Lucht, divers
Oude Turfmarkt
Er was een periode waarin natuur als de ultieme publieke ruimte werd gezien. In tegenstelling tot de nauwe straten van de middeleeuwse steden bood die leegte iedereen de mogelijkheid vrij te bewegen en daardoor vrij te ontmoeten. In plaats van stegen als gangen met bovenin slechts een streepje lucht, was in de natuur de hemel overal. Vanaf ongeveer de jaren ‘20 vormde het een aanleiding voor architecten als Le Corbusier om hoge, ver uit elkaar staande flats te bouwen. Tussen de bouwwerken kwamen grote, openbaar toegankelijke parken die net als de natuur maximale ruimte boden om elkaar te ontmoeten.
Ook Nederlandse architecten en ontwerpers raakten geïnspireerd en voor het dichtbevolkte Amsterdam werden uitbreidingsplannen bedacht waarin ‘licht, lucht en ruimte’ het leidende thema was. Een ander onderdeel van de uitbreidingsplannen was het scheiden van functies en het verbinden van de oude historische binnenstad met de nieuwe woonwijken door nieuwe infrastructuur en schaalvergroting van gebouwen in het centrum. Het laatste betekende dat bestaande woningen soms moesten plaatsmaken voor gebouwen met commerciële functies. Een deel van het Rokin werd gedempt als gevolg van die ‘cityvorming’ en het toegenomen verkeer.

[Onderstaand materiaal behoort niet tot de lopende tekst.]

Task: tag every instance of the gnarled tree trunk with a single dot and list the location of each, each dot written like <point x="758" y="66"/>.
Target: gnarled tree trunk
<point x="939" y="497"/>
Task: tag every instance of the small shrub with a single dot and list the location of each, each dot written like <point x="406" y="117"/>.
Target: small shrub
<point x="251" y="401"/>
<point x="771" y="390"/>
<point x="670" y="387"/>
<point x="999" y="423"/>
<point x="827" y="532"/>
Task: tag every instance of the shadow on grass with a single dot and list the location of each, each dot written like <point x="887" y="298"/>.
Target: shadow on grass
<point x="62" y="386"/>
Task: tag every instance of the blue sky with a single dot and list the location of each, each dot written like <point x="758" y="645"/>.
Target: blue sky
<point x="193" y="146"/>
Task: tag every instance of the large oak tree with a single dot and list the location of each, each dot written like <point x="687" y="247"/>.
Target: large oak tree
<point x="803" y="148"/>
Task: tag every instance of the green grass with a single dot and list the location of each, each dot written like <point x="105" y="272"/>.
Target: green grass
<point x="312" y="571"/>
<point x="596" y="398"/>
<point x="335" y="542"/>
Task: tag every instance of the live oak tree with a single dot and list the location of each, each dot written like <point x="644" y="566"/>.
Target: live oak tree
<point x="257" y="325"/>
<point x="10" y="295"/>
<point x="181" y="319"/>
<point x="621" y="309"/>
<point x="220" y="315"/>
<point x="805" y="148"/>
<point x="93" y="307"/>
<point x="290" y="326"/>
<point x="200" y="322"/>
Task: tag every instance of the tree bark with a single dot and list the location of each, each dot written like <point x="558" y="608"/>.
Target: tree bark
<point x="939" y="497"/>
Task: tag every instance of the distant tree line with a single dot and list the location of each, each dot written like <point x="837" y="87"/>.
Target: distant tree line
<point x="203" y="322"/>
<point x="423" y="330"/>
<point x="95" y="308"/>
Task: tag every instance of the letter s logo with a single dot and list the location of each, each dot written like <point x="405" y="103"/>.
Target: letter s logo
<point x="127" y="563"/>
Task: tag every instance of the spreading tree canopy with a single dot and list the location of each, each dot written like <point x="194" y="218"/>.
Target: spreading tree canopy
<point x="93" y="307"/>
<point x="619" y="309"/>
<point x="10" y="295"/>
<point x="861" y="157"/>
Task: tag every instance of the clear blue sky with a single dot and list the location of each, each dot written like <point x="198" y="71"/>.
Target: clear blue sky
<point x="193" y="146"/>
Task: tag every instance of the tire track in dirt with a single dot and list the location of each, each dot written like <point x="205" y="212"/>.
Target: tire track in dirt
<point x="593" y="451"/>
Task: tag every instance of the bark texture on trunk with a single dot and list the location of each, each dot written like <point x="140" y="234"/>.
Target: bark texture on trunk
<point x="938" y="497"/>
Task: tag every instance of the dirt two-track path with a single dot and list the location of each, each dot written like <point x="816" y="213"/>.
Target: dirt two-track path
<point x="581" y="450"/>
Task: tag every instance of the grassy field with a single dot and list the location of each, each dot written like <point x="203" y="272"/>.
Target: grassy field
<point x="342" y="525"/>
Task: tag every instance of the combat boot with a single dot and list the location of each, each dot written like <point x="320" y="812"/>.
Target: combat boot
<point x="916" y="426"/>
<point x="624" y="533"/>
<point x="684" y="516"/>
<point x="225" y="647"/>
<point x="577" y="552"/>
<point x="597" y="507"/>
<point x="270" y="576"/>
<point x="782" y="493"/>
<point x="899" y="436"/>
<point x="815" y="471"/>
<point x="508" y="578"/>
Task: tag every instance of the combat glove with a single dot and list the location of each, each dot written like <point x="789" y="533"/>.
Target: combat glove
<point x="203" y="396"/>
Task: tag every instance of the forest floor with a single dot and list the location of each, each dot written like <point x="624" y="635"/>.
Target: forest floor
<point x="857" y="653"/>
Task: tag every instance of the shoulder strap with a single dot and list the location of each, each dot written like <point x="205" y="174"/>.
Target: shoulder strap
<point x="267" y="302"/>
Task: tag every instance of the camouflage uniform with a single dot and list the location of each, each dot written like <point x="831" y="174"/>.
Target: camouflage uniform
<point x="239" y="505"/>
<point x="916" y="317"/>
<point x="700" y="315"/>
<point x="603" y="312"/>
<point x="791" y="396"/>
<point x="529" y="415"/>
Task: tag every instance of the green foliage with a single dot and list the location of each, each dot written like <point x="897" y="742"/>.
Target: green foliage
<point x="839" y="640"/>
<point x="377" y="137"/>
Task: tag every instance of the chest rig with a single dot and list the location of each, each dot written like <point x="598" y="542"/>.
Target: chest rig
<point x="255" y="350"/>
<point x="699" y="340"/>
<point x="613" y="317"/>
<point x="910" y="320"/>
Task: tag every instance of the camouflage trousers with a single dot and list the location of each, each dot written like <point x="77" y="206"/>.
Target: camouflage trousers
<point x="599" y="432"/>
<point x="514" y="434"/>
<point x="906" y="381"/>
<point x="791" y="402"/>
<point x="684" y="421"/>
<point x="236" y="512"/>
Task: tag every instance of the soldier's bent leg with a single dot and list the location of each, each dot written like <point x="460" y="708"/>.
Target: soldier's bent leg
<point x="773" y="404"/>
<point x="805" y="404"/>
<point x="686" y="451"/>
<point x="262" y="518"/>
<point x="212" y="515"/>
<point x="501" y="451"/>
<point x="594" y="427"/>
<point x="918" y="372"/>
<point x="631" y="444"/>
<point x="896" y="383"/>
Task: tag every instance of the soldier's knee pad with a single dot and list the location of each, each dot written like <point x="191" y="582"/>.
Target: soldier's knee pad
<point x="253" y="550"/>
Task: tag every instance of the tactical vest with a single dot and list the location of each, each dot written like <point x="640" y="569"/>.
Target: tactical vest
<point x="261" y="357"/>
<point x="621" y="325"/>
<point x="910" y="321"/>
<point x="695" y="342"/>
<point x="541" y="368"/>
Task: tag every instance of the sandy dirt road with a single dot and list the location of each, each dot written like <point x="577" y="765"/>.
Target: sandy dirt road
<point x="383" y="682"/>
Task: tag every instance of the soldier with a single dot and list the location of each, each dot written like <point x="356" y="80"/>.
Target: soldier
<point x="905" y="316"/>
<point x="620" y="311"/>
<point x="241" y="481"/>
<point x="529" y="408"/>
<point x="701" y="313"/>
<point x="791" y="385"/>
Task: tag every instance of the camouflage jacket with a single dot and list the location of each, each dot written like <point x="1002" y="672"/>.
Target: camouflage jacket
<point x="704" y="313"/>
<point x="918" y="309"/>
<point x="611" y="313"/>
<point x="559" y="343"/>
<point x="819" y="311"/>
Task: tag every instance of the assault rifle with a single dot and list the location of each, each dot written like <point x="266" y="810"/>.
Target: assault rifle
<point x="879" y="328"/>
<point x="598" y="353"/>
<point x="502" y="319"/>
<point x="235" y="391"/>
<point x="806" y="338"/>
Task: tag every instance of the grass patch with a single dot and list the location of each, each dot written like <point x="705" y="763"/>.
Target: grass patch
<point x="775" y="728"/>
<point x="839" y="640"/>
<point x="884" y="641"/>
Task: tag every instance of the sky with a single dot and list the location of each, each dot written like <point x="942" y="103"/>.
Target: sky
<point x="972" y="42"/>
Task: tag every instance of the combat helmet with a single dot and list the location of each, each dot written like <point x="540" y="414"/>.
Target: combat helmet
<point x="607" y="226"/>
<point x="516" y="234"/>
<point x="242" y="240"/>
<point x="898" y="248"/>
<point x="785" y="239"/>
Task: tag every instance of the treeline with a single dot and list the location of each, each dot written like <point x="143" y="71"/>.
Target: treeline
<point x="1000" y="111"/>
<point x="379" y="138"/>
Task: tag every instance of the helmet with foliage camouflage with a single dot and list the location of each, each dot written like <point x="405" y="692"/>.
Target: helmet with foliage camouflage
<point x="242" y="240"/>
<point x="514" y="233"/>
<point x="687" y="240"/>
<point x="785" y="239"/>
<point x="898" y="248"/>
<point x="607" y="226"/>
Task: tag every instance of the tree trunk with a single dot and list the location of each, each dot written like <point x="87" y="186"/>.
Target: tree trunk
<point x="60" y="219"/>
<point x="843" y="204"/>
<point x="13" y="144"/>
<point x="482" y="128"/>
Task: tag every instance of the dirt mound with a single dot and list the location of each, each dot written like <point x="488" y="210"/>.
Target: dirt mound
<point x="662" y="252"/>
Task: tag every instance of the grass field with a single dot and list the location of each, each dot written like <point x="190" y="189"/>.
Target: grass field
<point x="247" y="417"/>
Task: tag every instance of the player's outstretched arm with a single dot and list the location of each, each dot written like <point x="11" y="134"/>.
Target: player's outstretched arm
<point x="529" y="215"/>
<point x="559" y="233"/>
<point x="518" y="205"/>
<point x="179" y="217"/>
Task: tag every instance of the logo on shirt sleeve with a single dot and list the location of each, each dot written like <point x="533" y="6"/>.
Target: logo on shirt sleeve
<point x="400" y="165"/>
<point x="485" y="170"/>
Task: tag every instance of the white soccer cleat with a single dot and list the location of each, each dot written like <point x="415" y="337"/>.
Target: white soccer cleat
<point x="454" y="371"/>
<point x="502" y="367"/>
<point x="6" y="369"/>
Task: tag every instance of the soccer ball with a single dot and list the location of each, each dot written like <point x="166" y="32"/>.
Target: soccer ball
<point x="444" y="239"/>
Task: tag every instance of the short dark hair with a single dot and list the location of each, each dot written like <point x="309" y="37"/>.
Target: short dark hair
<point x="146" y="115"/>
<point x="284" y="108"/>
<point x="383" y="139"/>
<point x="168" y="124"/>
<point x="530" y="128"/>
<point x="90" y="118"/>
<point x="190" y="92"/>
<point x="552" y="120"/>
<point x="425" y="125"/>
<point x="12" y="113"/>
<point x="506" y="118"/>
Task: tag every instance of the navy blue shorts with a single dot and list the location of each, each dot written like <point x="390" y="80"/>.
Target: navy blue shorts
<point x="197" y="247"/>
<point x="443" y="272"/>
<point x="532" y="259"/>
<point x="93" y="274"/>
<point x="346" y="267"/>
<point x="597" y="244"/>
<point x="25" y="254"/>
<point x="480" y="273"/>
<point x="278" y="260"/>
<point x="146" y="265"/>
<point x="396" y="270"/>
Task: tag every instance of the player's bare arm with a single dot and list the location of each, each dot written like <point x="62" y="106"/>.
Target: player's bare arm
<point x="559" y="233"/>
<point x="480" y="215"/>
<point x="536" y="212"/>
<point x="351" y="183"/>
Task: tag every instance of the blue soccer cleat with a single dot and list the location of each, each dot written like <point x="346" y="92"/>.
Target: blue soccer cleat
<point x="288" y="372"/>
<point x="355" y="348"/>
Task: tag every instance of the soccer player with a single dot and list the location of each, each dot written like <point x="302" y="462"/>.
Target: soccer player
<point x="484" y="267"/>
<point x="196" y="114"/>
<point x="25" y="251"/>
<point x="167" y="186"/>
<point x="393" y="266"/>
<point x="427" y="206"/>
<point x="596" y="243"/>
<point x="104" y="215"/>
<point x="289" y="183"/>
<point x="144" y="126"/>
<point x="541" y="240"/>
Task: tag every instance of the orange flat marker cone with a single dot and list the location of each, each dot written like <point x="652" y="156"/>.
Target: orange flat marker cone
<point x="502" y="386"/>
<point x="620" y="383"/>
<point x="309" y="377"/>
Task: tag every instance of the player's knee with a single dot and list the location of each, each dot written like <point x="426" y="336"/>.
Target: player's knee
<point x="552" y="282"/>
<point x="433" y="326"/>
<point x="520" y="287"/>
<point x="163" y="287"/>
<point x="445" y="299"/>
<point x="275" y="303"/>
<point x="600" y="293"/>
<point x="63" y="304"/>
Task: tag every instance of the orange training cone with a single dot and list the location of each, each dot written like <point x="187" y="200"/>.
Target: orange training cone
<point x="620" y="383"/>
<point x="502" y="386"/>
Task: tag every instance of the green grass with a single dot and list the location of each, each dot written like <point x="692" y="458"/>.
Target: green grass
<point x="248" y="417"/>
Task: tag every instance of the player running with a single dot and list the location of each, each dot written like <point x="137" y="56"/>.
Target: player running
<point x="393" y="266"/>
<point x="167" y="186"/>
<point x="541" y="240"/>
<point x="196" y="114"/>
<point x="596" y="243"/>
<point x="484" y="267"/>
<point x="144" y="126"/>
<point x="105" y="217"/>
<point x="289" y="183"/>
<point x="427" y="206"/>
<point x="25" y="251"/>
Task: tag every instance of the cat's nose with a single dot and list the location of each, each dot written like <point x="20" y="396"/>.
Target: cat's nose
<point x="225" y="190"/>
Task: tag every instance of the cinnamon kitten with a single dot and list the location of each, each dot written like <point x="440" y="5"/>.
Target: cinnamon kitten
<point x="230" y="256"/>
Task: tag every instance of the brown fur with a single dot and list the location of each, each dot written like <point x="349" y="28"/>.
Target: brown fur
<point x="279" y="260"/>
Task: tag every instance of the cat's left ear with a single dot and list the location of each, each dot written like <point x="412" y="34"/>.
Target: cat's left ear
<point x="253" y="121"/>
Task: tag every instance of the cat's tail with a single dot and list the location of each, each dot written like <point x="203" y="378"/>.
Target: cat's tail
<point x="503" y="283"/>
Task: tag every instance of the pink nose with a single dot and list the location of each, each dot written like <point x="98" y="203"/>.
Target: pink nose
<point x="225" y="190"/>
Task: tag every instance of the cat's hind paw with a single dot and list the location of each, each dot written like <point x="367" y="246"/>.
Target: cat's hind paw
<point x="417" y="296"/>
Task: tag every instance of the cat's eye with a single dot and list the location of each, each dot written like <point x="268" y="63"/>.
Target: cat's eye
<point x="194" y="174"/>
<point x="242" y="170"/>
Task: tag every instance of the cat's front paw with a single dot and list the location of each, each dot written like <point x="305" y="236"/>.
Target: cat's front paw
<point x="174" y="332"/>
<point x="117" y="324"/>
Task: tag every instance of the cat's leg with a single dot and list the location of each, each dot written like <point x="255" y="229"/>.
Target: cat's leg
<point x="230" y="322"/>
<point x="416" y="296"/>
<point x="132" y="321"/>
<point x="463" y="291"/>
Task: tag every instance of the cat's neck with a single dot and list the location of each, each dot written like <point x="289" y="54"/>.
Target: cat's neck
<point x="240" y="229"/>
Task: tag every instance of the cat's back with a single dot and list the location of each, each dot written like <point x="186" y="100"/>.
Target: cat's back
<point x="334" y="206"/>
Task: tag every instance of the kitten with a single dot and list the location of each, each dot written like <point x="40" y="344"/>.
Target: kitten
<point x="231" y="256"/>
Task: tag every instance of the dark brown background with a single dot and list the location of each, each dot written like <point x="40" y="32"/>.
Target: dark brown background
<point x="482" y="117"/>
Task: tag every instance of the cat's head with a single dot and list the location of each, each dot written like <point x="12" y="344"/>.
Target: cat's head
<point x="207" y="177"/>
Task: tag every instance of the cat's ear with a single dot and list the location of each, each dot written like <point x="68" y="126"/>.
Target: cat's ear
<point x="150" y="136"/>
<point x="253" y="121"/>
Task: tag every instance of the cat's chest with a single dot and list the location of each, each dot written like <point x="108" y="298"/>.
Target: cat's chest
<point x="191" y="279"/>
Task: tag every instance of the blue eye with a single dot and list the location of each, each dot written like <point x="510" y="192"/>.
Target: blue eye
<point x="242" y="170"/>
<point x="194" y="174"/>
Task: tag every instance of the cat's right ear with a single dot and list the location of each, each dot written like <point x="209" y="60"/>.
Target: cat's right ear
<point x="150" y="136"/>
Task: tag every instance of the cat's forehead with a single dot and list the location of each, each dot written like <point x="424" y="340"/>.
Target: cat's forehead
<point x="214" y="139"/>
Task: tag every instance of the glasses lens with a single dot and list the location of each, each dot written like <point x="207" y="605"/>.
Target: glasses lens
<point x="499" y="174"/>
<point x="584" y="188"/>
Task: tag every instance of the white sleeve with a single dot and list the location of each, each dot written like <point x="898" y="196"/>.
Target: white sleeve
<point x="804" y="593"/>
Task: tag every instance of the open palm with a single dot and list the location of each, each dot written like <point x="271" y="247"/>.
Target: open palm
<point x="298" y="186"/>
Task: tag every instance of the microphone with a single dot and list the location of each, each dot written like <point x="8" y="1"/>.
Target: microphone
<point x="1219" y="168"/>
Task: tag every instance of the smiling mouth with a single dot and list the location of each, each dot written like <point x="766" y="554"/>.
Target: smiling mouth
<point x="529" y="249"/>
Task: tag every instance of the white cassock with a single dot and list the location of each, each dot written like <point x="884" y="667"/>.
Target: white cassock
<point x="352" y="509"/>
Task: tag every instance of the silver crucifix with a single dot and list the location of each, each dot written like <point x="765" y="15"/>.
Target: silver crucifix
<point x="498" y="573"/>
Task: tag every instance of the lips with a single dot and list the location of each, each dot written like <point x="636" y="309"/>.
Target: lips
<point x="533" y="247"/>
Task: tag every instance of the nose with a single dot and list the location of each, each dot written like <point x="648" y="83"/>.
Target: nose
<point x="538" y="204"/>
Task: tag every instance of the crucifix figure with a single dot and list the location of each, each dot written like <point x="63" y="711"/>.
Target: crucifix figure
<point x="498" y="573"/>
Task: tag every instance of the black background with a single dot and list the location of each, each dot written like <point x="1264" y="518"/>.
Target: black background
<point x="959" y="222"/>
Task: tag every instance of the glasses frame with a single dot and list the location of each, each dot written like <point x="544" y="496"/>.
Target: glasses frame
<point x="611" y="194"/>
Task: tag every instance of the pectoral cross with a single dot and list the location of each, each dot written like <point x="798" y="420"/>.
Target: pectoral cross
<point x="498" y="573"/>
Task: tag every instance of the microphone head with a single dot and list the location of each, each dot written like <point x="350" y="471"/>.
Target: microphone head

De gemeente verloor enige tijd controle over de publieke ruimte die ze zelf had gevormd. De strategisch geplande stad werd met name in de jaren ‘70 en ‘80 door activisten, krakers en kunstenaars toegeëigend en ontwricht, niet in de laatste plaats op de Wallen.
Op het Rokin heeft strategische planning inmiddels plaatsgemaakt voor zorgvuldig ontwerp van de openbare ruimte. De openbare ruimte is geen open ruimte meer die leeg is als de natuur. De gedempte en het resterende stuk gracht zijn een ontmoetingsplek geworden dat tot in de puntjes is geregisseerd. Graffiti heeft plaats moeten maken voor kunst in een metrostation, langs de kade suggereren houten latten waar je kunt gaan zitten. Waar de gemeente hier de onzichtbare touwtjes in handen heeft, is achter de vestigingswal van grote panden nog steeds een kat-en-muisspel gaande tussen de regisseurs en verschillende gebruikers van de ruimte.